Not only should education for the poor be sharply limited, but so should their access to reading material, including songs and ballads. I mean, look at what has happened since we started teaching science and history and (for a while, at least) music in public schools. The 1% have really gotten screw– wait, hold up… no, they’re doing very, very well. Never mind.
Now I’m trying to picture the 18th-century prequel to Equilibrium, in which the main character accidentally spills a glass of water on his pile of Cheap Repository Tracts and ends up burning down the printing house that produces all of the Tracts.

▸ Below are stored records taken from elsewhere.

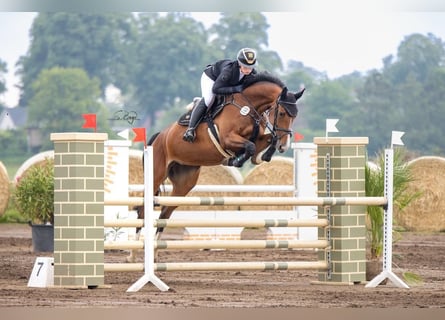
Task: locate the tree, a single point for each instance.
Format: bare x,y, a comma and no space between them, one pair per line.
3,70
101,44
171,56
61,96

Let’s look at Hannah More’s score.
|Stimulation of violence, sadism, and criminality||❌|
|Undermining of sexual morality and legitimate authority||✅|
|Promotion of passivity through narcotization, hypnosis, and desensitization||½|
|Substitution of fantasy for reality; promotion of escapism||❌|
|Promotion of stereotypy, distortion, oversimplification, and irrelevance||✅|
|Deliberate emotional manipulation and exploitation of consumers||❌|
|Destruction of literacy||❌|
|Weakening of family ties||❌|
|Destruction of artistic integrity and creativity in society||❌|
|Homogenization of culture at the lowest level||❌|
|Promotion of materialism and conformity||½|
|Making readers less intelligent||❌|
|Posing an actual physical risk to health||❌|
|Being addictive in the same way that drugs or alcohol are||❌|
|Being metaphorically (or literally) infectious, toxic, or venomous||✅|
|Causing the end of some mythical golden age, or at least reminding us of its end||❌|
|Being fun or pleasant, since nothing fun or pleasant can be good for you||❌|
I gave her half a point extra for actually believing that books can promote passivity through narcotization, hypnosis, and another half a point for desensitization and promote materialism and conformity, even though she saw those as good things and key reasons to teach the poor to read. Hannah More’s final score is 4.
Next time, we’ll meet James Baldwin, Ph.D. Poor Dr. Baldwin was tragically born without a sense of perspective; as a result, he believes that books are literally the worst things ever.
1: Those circulating libraries that your friends are all so worried about will at least fix this problem.